Monday, June 23, 2008

All consumers are not equal

How do you define the value of a consumer is who visits a website? If someone visited a single page more valuable or someone who visited multiple pages much more valuable.

I guess it depends on page content. If the single page that was visited was one of the most valuable pages on your website, then that one page visitor should be the most valuable consumer on your website. Such pages could be the core product information or landing page. One more example could be the "Submit" more information page i.e. if the consumer takes some action at your website. If the consumer shares some personal information like email, phone, address then this is a perfect time to start a relationship marketing programs. Ask them what they need and provide them…
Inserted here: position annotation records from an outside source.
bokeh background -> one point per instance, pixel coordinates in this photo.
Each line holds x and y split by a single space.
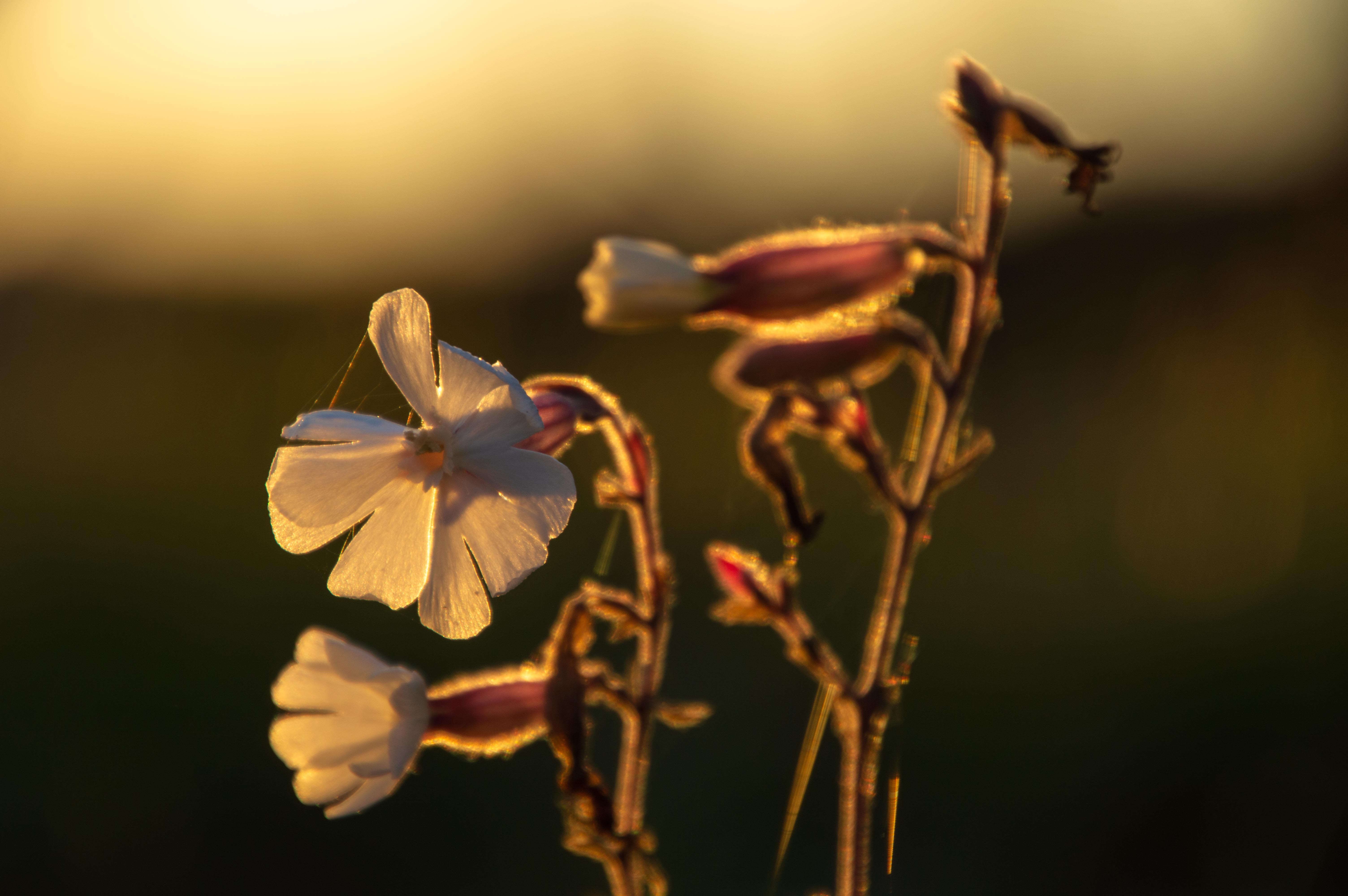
1133 676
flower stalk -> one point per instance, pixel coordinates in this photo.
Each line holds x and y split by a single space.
813 382
614 831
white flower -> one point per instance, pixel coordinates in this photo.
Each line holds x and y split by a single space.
439 498
362 723
638 284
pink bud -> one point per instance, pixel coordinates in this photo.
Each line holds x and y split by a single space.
769 364
483 716
797 274
559 418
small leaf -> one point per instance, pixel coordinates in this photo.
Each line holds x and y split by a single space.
683 713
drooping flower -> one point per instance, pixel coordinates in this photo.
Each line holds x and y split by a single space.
637 284
361 723
444 500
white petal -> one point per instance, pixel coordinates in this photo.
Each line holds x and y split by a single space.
495 425
340 426
329 486
319 786
329 739
540 486
637 284
464 381
370 793
400 327
301 540
321 649
410 702
505 537
520 398
312 689
389 558
455 603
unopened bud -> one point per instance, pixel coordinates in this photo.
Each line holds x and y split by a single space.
635 284
753 591
861 356
559 418
638 284
488 713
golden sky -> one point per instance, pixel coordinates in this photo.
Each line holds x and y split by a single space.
284 145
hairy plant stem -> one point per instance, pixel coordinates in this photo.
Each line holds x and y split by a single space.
862 713
654 600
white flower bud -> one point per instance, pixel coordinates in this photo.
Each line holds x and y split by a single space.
361 723
638 284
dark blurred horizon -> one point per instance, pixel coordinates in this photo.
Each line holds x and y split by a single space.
1132 676
1103 702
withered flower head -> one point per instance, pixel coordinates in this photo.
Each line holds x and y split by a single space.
488 713
994 115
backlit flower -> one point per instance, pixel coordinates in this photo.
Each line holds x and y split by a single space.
635 284
443 500
639 284
361 723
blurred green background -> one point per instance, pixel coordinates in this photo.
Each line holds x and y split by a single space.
1132 674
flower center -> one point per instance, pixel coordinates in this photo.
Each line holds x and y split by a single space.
433 448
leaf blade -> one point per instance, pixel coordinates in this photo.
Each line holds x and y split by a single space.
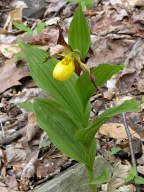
79 33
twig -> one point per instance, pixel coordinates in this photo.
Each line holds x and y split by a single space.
133 160
9 139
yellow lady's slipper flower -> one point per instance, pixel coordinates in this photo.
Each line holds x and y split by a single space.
64 69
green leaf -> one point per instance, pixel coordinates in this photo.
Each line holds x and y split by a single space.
113 151
79 33
102 73
85 135
103 178
132 173
139 180
26 105
23 28
40 27
60 128
64 92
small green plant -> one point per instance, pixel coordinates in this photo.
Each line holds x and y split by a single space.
66 116
132 176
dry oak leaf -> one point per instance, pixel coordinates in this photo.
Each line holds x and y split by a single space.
9 50
116 130
10 74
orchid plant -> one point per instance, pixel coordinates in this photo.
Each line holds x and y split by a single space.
66 115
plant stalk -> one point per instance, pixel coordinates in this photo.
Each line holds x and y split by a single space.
91 177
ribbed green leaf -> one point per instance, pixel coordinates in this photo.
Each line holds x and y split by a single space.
102 73
64 92
60 128
87 134
79 33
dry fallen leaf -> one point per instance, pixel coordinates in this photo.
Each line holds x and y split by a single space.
120 171
116 130
11 74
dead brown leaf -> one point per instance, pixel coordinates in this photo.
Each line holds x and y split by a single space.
46 37
116 130
14 16
11 74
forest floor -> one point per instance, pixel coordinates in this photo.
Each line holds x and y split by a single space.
27 156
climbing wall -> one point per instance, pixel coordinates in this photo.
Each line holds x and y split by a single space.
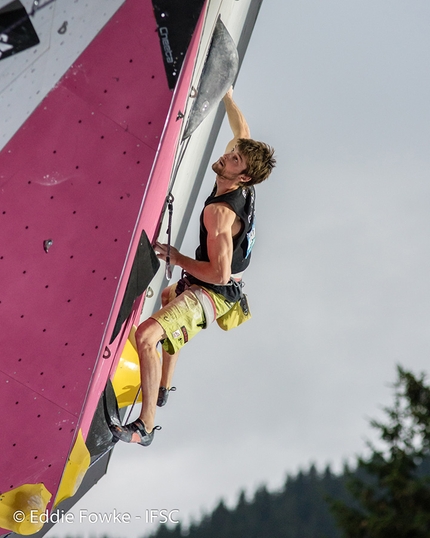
77 184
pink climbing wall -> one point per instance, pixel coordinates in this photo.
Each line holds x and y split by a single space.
76 174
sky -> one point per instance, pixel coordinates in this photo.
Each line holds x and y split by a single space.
338 287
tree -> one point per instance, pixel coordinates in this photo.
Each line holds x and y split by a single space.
391 491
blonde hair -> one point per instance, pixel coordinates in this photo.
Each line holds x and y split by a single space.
260 159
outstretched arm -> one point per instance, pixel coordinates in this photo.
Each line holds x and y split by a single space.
236 120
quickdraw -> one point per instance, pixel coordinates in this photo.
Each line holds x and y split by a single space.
170 199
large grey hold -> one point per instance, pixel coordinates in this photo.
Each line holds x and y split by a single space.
219 72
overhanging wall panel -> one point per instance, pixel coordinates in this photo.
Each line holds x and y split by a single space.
74 174
128 82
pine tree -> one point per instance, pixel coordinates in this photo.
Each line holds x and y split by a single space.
391 491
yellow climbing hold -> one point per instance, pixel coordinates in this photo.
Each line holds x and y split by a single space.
126 381
23 509
74 472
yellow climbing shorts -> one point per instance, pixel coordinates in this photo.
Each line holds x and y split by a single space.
183 317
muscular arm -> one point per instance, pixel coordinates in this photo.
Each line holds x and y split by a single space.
236 120
218 220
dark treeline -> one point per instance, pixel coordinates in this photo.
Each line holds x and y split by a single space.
386 495
299 510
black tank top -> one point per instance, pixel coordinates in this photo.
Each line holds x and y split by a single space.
242 202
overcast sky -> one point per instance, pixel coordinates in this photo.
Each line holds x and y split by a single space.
339 284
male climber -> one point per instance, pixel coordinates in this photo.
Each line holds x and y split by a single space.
211 283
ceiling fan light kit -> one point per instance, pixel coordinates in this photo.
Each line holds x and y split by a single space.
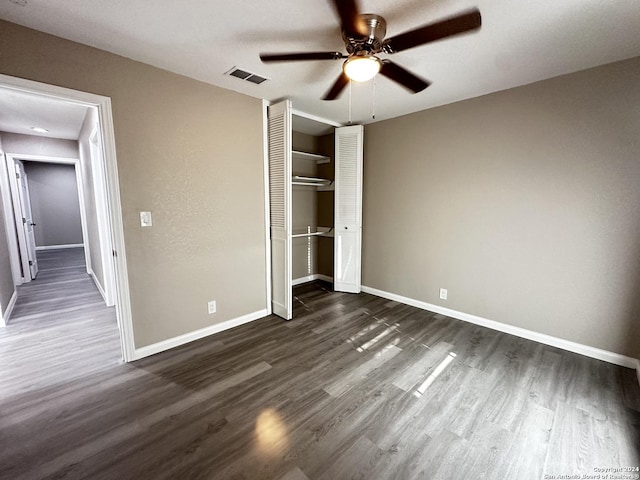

A consumer could also visit multiple pages which might not be so valuable and as they would not show stronger engagement with the brand or the product.

In the direct response model, especially with an e-commerce engine in place, a funnel based measurement system works very well to evaluate the value of the consumers. The further down the funnel a consumer is the more valuable he/she is. However, in the case of branding websites, there is no linear path that a consumer is supposed to follow. Thus, in the branding websites each pages needs to be assigned a value and then evaluate the value of your consumers.

1 comment:

Ben Kunz said...

Interesting.

This logic may break down, though, in that most web usability studies show consumer scan rapidly for information, and then commit or retreat. So the skew of value, based on page views, would be small -- either (a) bounce or (b) conversion, and minor variations thereof.

Because *consumers* themselves have a high range of value -- you could be worth $10,000 in sales and me only $100 -- then using channel-specific behavior to put a value on consumers seems like the wrong tool.

I like the idea that monitoring clickstreams can determine value. But I conclude the variation in clicks within a site are far, far smaller than the variation in actual customer value.

It could even become the inverse -- someone with high conversion on a site could be unprofitable.